|
perl regex matching
because it is perl I will give it the benefit of the doubt and assume this is possible, rather than ask if it is possible I will ask how.
I am going to create a subroutine/function/meathod/whatever you want to call it to isolate the artist name in a directory of (Legal) mp3's
say it is like this:
directory:
Artist A - 22 - songa.mp3
Artist A - 22 - Songb.mp3
... the list goes on.
First off I have it strip character slike '-' and reduce all double spaces into single space, as well all characters are lowercased, also a text replacement replaces all '_' with space ' '
so what we have is:
artist a 22 songa
artist a 23 songb
artist a 24 songc
maybe one or 2 out of order or with the nunber missing
25 artist a songd
songe artist a
(By this point the .mp3 is also stripped)
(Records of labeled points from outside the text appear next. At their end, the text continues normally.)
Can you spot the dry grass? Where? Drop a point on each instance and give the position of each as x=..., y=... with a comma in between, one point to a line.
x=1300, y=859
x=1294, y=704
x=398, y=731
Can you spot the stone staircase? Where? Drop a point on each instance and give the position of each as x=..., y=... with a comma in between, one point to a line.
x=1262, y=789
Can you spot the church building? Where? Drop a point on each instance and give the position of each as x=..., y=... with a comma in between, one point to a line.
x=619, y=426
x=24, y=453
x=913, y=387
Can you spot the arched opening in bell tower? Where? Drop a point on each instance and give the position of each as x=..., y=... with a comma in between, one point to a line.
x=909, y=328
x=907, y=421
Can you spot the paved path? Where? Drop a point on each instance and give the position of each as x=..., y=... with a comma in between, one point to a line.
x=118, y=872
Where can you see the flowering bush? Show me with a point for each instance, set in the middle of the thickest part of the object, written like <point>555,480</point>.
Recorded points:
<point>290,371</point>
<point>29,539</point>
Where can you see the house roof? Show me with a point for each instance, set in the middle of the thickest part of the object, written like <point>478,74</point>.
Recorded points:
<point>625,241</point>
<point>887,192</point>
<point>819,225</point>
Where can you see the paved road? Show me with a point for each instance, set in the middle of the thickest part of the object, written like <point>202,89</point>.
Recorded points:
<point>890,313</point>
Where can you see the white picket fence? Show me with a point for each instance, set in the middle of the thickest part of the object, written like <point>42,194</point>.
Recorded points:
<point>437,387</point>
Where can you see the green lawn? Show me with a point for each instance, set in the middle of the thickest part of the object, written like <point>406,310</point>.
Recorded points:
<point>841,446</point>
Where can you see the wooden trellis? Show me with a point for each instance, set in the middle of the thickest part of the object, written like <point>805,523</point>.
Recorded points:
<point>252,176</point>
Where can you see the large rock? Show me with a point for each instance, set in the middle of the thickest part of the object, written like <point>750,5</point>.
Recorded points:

I then need a way to isolate "artist a"
in other words I need it to run through all the string we now have and find a common string that at least 75% of the filenames checked have in common in this case all the files have "artist a" in there name, but nothing else would match across them. what would be the correct way to impliment such a search?
also it needs to do it on a word basis, as in "artist a songa" and "artist a songb" would only match the "artist a" not the "artist a song" because each time song is found it is followed by a character not a space, so the word as a whole is thrown away and not used in the match.
also it needs to differenciate between a number that is common and a number that is not:
say there is a band called "my number 3"
each song title would look liek this:
"my number 3 12 songname"
"my number 3 13 songnamea"
"my number 3 14 songnameb"
"my number 3 15 songnamec"
this should match "my number 3" becuase the 3 is also found in them all.
I am familiar with basic matching and some other regex, and I am very familiar with perl finishing off a class on it with 3 years+ total programming experiance, so you do not need to dumb it down to much or baby me through it.
Last edited by exodist; 11-14-2004 at 06:56 PM.
|